Here is Bell pulling an "object" while pregnant. She had her 2009 colt in June and was running on pasture w/ a stallion after that. Didn't know when she was actually due to foal - she is obviously pregnant here. Bell was born in 1992, we purchased her in Sept 2009 (17 yrs old) and she was not what I call "halter broke" or trained. She could be haltered and led around - sorta. She was a broodmare and a back yard pet. I started working with her when I brought her home to get her used to being handled and following/obeying basic hand/body and voice commands. In December we introduced a bit/bridle while she was eating and standing around. Then we graduated to lounging and introducing harness parts (discovered she could wake up and buck! when the breeching touched her), then to ground driving. I'm not sure how long before this pic was taken we'd been hooking to "objects".






Here she is for her first hitch to a cart -






She had a filly on 10 June. Now - we'd started taking the ponies (Bell and her full sister, Bit) to our driving lessons in May (a pony friend and I started lessons w/ draft horse trainer in April). Here is the first lesson Bell went to with her daughter on the 29th of June (19 days after giving birth). It was also the first lesson with Bell and Bit working together "as a pair"...

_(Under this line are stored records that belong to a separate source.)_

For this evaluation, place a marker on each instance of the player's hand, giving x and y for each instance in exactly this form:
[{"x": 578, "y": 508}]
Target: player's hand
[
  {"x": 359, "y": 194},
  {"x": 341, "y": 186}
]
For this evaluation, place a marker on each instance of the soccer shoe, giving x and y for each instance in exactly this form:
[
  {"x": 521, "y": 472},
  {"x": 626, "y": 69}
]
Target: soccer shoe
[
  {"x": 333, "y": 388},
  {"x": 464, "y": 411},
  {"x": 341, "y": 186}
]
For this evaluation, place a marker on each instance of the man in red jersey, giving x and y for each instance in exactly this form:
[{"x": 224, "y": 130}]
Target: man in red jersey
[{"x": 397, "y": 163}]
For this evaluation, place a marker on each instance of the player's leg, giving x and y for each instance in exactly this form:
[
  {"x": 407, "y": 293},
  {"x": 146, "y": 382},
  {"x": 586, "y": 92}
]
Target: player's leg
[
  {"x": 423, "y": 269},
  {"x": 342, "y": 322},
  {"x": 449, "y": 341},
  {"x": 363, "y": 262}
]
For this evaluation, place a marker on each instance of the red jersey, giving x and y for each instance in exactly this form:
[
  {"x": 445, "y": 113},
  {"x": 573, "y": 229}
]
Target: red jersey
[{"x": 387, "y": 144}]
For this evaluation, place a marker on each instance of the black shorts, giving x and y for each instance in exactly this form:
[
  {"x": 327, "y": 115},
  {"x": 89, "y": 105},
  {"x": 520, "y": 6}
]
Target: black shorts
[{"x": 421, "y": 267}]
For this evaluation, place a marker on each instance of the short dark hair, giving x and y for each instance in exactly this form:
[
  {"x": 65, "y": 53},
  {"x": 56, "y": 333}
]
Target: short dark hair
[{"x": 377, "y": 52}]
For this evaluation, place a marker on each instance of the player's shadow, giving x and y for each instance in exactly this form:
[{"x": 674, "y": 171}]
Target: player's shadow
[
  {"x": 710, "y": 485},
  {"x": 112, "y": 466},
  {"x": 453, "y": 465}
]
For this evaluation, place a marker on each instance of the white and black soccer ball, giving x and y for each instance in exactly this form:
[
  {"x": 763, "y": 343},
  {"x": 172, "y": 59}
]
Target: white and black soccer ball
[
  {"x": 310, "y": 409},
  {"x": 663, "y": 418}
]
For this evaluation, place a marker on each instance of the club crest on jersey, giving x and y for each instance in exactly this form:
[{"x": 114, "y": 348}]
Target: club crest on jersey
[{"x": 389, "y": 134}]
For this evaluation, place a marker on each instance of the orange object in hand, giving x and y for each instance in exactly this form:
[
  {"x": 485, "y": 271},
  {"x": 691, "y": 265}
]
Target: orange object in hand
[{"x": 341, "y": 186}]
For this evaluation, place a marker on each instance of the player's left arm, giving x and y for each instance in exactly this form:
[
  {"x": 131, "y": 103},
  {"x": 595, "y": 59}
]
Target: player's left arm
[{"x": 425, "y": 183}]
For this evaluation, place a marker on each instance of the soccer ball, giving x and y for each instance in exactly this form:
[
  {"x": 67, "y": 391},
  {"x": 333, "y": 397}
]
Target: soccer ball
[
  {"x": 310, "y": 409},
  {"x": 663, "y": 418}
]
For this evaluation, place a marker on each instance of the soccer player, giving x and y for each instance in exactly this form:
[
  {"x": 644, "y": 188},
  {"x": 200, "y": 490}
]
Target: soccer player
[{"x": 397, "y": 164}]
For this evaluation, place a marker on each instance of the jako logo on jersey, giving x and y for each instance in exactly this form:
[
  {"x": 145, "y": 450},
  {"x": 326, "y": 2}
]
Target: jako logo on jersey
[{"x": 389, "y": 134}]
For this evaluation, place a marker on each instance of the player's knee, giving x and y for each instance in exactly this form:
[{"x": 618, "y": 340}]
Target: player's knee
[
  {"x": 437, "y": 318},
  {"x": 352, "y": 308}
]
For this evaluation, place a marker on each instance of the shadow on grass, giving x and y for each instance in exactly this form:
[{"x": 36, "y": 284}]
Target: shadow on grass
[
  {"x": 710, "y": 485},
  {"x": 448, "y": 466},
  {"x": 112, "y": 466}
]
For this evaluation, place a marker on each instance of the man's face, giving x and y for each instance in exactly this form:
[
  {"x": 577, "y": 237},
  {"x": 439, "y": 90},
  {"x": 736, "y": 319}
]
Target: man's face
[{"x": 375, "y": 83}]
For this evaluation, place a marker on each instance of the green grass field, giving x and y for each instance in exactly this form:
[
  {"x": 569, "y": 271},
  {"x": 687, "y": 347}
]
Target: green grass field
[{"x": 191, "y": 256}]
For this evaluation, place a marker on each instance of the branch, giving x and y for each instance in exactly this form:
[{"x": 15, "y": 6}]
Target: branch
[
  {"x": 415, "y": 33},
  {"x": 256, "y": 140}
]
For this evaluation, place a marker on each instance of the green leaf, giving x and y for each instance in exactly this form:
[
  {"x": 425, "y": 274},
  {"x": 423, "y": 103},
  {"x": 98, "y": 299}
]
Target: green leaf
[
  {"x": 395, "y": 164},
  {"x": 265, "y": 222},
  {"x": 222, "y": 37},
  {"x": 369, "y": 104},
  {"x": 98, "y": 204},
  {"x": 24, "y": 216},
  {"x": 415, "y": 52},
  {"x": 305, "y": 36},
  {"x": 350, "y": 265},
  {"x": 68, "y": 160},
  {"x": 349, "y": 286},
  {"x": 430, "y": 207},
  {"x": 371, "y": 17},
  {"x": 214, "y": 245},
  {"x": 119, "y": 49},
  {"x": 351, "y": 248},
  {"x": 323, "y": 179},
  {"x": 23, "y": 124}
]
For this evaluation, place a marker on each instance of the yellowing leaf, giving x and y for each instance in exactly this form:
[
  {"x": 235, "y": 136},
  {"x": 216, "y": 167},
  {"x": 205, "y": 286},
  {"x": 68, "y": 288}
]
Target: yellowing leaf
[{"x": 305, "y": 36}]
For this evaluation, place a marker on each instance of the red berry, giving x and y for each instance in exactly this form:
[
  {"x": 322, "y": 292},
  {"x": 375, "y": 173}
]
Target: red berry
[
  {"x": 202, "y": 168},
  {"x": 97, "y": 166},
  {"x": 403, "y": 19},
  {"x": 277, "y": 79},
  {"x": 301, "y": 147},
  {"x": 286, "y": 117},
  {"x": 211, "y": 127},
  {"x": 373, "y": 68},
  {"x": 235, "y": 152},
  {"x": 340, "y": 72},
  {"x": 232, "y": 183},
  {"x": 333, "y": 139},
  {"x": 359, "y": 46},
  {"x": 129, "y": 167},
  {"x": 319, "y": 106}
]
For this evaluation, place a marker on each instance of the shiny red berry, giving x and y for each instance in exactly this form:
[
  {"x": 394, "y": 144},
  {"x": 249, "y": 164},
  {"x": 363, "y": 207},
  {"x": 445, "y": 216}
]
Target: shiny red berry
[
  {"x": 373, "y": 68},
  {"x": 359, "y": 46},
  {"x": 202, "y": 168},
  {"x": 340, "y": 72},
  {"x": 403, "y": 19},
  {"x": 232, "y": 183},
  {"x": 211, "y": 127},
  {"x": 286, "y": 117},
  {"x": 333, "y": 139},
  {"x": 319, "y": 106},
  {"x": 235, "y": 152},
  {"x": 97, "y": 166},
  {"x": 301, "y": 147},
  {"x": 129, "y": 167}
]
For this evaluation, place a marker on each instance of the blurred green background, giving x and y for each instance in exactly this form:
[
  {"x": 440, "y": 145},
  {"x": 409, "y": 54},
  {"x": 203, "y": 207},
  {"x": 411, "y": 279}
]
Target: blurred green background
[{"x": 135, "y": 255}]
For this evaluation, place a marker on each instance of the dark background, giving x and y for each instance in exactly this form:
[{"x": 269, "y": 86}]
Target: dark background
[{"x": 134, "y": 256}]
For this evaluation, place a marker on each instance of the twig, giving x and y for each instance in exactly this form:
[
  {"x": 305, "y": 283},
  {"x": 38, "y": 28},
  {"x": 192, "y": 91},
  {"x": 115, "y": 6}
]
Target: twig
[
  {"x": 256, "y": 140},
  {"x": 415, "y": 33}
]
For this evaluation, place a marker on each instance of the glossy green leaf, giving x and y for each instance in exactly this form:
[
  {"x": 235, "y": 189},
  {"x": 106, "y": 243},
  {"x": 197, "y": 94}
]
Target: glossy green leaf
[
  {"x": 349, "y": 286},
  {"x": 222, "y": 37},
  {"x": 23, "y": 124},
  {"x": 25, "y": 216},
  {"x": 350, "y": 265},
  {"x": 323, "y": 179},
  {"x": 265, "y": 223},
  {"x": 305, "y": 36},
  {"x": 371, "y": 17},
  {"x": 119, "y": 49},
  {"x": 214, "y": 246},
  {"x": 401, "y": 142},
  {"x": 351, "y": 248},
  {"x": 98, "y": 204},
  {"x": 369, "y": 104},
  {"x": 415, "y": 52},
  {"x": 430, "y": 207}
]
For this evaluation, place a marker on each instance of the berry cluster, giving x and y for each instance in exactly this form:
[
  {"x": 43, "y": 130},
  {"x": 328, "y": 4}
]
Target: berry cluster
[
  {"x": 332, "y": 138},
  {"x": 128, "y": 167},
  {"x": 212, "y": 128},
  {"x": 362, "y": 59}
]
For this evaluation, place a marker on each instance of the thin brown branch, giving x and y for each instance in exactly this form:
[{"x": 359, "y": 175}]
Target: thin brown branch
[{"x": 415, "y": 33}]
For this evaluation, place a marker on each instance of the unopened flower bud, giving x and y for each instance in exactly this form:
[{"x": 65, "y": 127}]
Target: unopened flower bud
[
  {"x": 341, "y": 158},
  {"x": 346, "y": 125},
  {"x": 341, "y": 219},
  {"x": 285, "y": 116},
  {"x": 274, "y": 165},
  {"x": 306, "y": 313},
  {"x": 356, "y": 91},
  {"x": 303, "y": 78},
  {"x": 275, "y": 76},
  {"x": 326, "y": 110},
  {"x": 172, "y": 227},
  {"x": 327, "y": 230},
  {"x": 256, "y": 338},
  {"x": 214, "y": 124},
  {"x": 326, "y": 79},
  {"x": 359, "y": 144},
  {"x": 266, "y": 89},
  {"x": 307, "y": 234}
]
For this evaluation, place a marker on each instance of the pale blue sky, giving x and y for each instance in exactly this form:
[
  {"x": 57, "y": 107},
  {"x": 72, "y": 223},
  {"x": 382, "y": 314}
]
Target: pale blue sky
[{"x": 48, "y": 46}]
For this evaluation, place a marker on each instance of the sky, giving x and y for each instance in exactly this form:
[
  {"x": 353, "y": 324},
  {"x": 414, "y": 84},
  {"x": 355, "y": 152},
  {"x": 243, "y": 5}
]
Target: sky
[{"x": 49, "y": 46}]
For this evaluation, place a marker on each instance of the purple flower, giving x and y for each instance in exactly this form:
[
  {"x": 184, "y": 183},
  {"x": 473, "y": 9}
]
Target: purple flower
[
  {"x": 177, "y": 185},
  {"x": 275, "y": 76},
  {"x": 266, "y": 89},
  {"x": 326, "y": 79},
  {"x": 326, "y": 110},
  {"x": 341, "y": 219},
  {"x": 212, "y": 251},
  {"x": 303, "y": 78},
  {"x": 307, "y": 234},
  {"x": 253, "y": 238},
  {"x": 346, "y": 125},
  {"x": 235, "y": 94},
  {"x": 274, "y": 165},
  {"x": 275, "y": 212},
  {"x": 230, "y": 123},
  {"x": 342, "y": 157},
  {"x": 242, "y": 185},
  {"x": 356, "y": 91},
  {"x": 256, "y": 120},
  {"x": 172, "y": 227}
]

Pic of Bell and "GG" (the filly) working together on 3 August.






Here is Bell 2 years later with her 2012 filly (Classy) -






and 2 years later again - w/ her now 4 yr old daughter driving as a pair -


----------



## paintponylvr (Jan 1, 2015)

here is a series of "logging" pics -






Bit by herself -






Bell & Cassie pulling parts of the tree that fell next to our drive way - missing the power line, house and mail box!






Had a tree service come in and take down 3 trees - I then used ponies - single and as pairs to pull "logs" to the bonfire/burn pile. This is Bell & Cassie again.






This is Iggy - Single.






This is KoKo and Cupid -


----------



## paintponylvr (Jan 1, 2015)

Here were some of those trees the ponies pulled!!






This one is in back yard right behind the house. W/ all the rain, it's started tilting towards the house - and we wanted it gone before anything else came down! Yes, there is a "tree guy" in that tree.






Same tree - almost gone now -






tree #3 -






parts of tree #3 -


----------



## paintponylvr (Jan 1, 2015)

I have more pics of different activities, but need some sleep. Head bouncing off lap top... I'll post them tomorrow.


----------



## diamond c (Jan 3, 2015)

Paintponylvr makes some very good points. I've been working a pair of mini donkeys for a few years now, and am planing to do the same fire wood logging you are talking about. don't get in a hurry. Ground drive them single first, then ad weight ( still single ) then put them together. I know your ideas sound good but there is a reason that people use driving lines. They alow u to get out of the way.In the woods voice camands will help alot. Also don't start with much weight. If you put to much on them and they decide they can't pull it they will stop trying. Start out light then increase as they get good at it. They are very smart and will take care of themselvs first. They have to trust you that you will not ask them to do anything that will hurt them. Once they trust you they will do almost anything you ask. One more word of casion, Driving gets addictive and in no time you will all kinds of wagons, carts, and differant implements to hitch them to. Have fun Enjoy, and BE CAREFULL


----------